Juventus confirmed their dominance over Serie A and Napoli even when missing star players, as Susy Campanale points out they are the most three-dimensional side.
The old saying goes: ‘Still waters run deep.’ It means that below an apparently calm surface you find unexpected layers. It is still Juventus who change and yet remain the same, who keep calm in crisis and reveal remarkable strength in depth. It is still Juventus at the top, where they have been for well over a year. Napoli had been able to ripple the waters in the Coppa Italia Final and the contentious Italian Super Cup, but not in Turin.

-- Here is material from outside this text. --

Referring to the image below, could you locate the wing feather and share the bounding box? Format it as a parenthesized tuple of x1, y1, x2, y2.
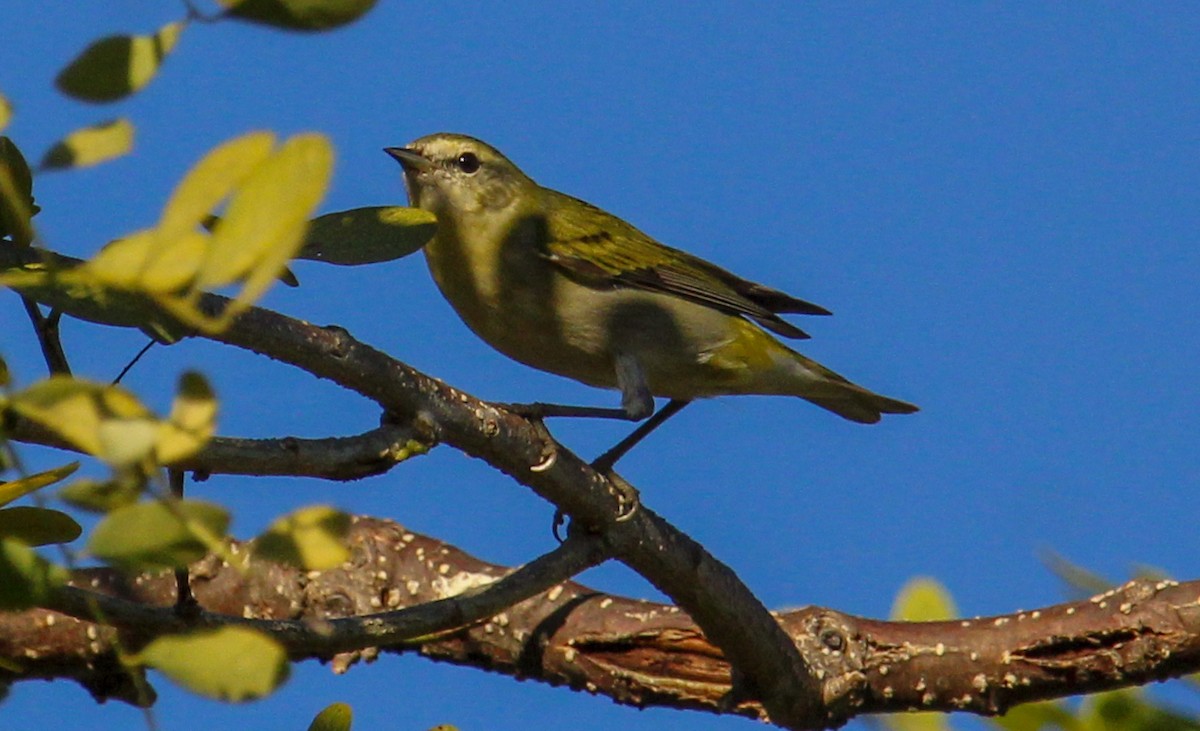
(541, 190, 828, 339)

When a team wins without two of their most decisive players, that suggests real solidity. Add to that two substitutes who get the goals, ensuring 12 different names have been on the scoresheet in eight matches, and you have a side that looks unbeatable. Even though Gigi Buffon and Mirko Vucinic were out of action, the Bianconeri still seemed fairly comfortable against a full-strength Napoli and Marco Storari had precious little to do. Only Edinson Cavani’s majestic free kick rattled the woodwork in the first half, as he showed no signs of fatigue from the long intercontinental trip.

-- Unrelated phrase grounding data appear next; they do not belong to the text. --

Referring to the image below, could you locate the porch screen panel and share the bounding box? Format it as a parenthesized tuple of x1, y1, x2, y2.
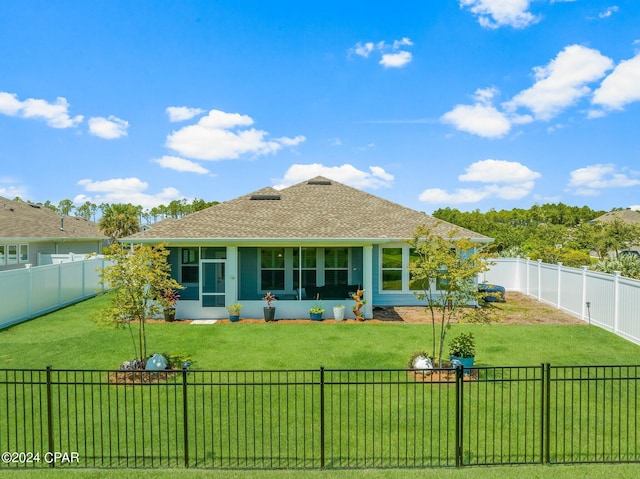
(180, 247, 200, 300)
(293, 247, 317, 291)
(324, 247, 348, 285)
(260, 247, 285, 290)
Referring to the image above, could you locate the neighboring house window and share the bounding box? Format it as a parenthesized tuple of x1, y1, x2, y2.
(260, 247, 285, 290)
(293, 247, 317, 291)
(19, 244, 28, 263)
(324, 247, 349, 285)
(7, 245, 17, 265)
(0, 245, 4, 265)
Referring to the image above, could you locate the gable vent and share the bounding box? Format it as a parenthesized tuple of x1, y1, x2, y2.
(250, 194, 281, 200)
(307, 179, 332, 185)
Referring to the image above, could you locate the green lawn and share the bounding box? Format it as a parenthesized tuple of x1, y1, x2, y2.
(1, 292, 640, 370)
(2, 294, 640, 473)
(4, 464, 640, 478)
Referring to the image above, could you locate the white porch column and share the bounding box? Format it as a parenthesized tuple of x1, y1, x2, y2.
(363, 245, 373, 319)
(226, 246, 238, 305)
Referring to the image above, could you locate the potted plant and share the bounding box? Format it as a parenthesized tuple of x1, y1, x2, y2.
(262, 292, 277, 322)
(448, 332, 475, 372)
(333, 304, 346, 321)
(161, 289, 180, 322)
(226, 303, 242, 322)
(309, 296, 324, 321)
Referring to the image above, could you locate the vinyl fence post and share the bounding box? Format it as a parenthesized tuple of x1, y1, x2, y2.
(46, 366, 55, 468)
(182, 366, 189, 468)
(320, 366, 325, 470)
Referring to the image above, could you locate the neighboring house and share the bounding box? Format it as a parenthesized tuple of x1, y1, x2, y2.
(124, 177, 492, 319)
(592, 209, 640, 226)
(0, 196, 108, 272)
(592, 209, 640, 255)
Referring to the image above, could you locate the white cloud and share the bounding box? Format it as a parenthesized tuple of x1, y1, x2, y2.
(165, 109, 305, 161)
(419, 187, 490, 204)
(504, 44, 613, 120)
(567, 164, 640, 196)
(459, 159, 541, 183)
(88, 116, 129, 139)
(459, 0, 539, 29)
(152, 156, 210, 174)
(0, 91, 83, 128)
(274, 163, 394, 190)
(166, 106, 205, 122)
(441, 103, 511, 138)
(350, 42, 375, 58)
(419, 159, 540, 204)
(75, 177, 181, 209)
(380, 51, 413, 68)
(599, 6, 619, 18)
(348, 37, 414, 68)
(592, 53, 640, 110)
(0, 176, 27, 199)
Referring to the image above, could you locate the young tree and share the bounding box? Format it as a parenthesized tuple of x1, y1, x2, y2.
(99, 243, 183, 366)
(408, 225, 495, 366)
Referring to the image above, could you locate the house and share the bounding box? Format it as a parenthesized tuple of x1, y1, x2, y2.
(0, 196, 108, 272)
(124, 177, 492, 319)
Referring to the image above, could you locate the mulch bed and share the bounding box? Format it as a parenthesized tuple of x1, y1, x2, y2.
(108, 370, 177, 384)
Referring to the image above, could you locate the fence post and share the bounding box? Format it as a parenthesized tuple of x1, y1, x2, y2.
(182, 366, 189, 468)
(614, 271, 620, 334)
(455, 364, 464, 467)
(320, 366, 325, 470)
(46, 366, 55, 468)
(557, 262, 563, 309)
(543, 363, 551, 464)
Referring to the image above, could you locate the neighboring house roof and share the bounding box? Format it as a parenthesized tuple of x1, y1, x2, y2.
(127, 177, 491, 242)
(593, 209, 640, 225)
(0, 196, 106, 241)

It is absolutely fitting that the goals should’ve come from Martin Caceres and Paul Pogba. The first a tried and tested soldier for the cause who is happy to step in when needed and already scored crucial goals last season against Milan. The second a smart Bosman signing who can represent the future of the club and chose the perfect time to break his Serie A duck. Even Beppe Marotta’s harshest critics have to acknowledge this team was built with economic alacrity, as Andrea Pirlo and Pogba were free transfers, while Caceres was originally tested on loan before they took up their option this summer and Kwadwo Asamoah was an absolute bargain from Udinese. They may not have signed a ‘top player’ this summer, but Juventus have a squad that more than makes up for that.

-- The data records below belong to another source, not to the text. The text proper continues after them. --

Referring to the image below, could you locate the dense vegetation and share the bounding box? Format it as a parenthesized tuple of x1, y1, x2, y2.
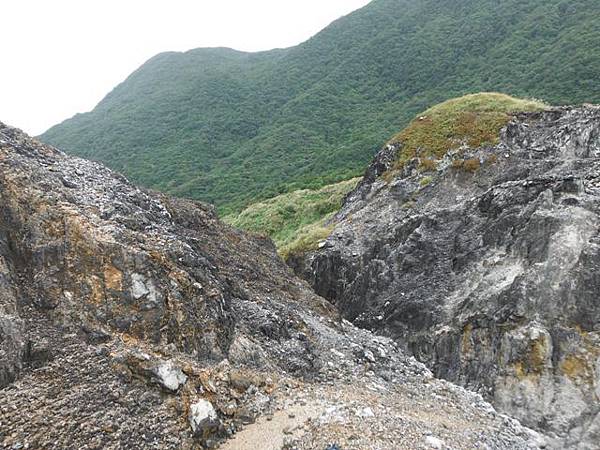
(224, 178, 359, 259)
(388, 93, 547, 171)
(41, 0, 600, 214)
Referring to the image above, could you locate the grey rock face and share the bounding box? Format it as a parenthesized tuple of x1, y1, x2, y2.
(296, 106, 600, 447)
(0, 314, 24, 388)
(0, 121, 341, 448)
(154, 360, 188, 392)
(0, 120, 340, 378)
(0, 229, 25, 388)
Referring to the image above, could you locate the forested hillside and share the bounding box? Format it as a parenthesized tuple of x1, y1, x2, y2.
(41, 0, 600, 213)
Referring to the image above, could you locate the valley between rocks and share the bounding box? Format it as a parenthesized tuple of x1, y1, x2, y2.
(0, 122, 549, 449)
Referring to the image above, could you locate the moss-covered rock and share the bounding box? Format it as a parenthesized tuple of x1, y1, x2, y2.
(389, 93, 547, 170)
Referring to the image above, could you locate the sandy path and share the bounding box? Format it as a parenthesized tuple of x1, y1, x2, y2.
(220, 403, 324, 450)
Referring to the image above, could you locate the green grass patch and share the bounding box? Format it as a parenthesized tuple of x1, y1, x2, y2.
(224, 178, 359, 258)
(388, 93, 547, 171)
(278, 218, 335, 261)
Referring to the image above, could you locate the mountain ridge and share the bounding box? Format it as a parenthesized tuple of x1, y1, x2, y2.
(41, 0, 600, 213)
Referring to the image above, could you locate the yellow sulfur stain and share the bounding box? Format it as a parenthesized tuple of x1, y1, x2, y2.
(461, 323, 473, 355)
(561, 354, 593, 384)
(510, 335, 551, 380)
(104, 265, 123, 291)
(513, 361, 527, 380)
(529, 337, 549, 373)
(88, 274, 105, 304)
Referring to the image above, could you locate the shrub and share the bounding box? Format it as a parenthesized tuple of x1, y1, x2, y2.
(463, 158, 481, 172)
(452, 158, 481, 173)
(486, 154, 499, 165)
(419, 158, 437, 172)
(224, 178, 359, 257)
(279, 220, 334, 260)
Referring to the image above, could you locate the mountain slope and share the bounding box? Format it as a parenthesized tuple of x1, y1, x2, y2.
(41, 0, 600, 213)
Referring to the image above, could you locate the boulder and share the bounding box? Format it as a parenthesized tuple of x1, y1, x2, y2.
(189, 399, 220, 437)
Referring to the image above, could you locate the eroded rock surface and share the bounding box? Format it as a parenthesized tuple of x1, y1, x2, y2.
(0, 123, 545, 448)
(295, 106, 600, 448)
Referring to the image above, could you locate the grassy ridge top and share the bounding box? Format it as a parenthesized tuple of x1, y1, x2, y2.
(389, 93, 548, 167)
(228, 93, 549, 258)
(224, 178, 359, 259)
(41, 0, 600, 214)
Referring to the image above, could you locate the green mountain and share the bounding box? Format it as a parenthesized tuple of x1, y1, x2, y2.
(41, 0, 600, 214)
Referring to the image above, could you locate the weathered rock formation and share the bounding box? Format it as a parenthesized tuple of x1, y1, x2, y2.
(0, 122, 545, 449)
(0, 120, 345, 383)
(294, 106, 600, 449)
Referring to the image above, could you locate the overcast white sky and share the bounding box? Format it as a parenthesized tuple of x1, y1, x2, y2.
(0, 0, 371, 136)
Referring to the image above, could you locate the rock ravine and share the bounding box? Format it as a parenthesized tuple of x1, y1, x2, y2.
(294, 106, 600, 449)
(0, 122, 549, 449)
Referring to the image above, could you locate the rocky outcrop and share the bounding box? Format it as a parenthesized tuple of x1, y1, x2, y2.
(0, 122, 547, 449)
(2, 118, 367, 372)
(0, 315, 24, 388)
(295, 106, 600, 448)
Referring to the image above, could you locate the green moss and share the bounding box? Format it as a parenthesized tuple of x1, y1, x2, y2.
(224, 178, 359, 258)
(388, 93, 547, 171)
(419, 176, 433, 187)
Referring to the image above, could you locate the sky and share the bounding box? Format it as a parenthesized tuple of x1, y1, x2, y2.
(0, 0, 371, 136)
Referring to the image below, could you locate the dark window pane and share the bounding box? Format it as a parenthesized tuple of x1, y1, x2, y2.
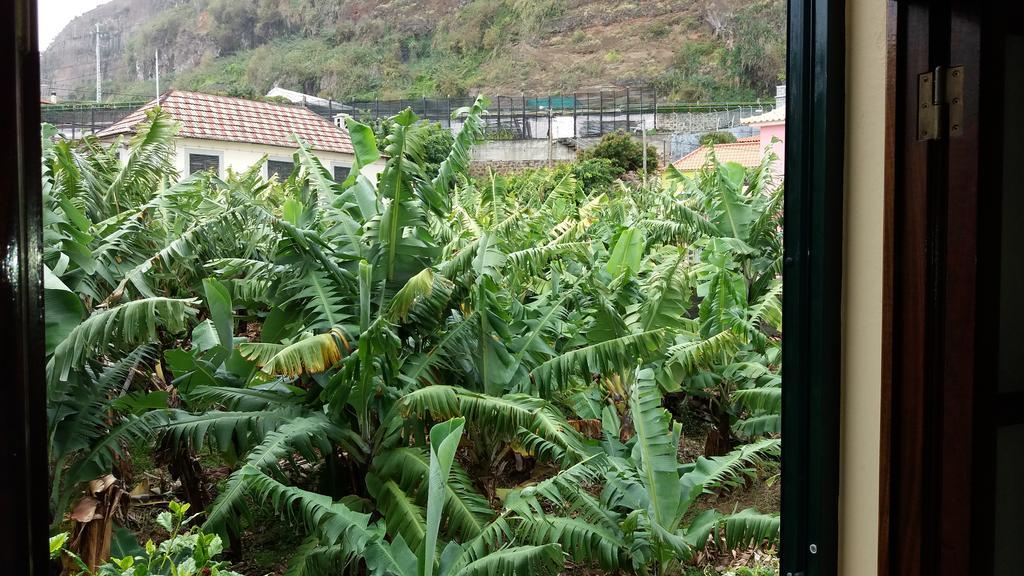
(267, 160, 294, 179)
(188, 153, 219, 174)
(333, 165, 351, 183)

On the other hand, Napoli proved once again they have an excellent first XI and little else. Lorenzo Insigne was only introduced after they were 2-0 down despite Goran Pandev having an off day, but remains the lone real option to come off the bench. Could you take away two of their regular starters and expect a victory in a Scudetto showdown? Highly unlikely. The Partenopei did not play badly in Turin, but the fact remains they are powered by enthusiasm. If they had scored an opener, then maybe Napoli would’ve gone on to get a result. Instead they conceded two in two minutes and were visibly shaken to the core. That is not what champions are made of and Napoli still have a way to go.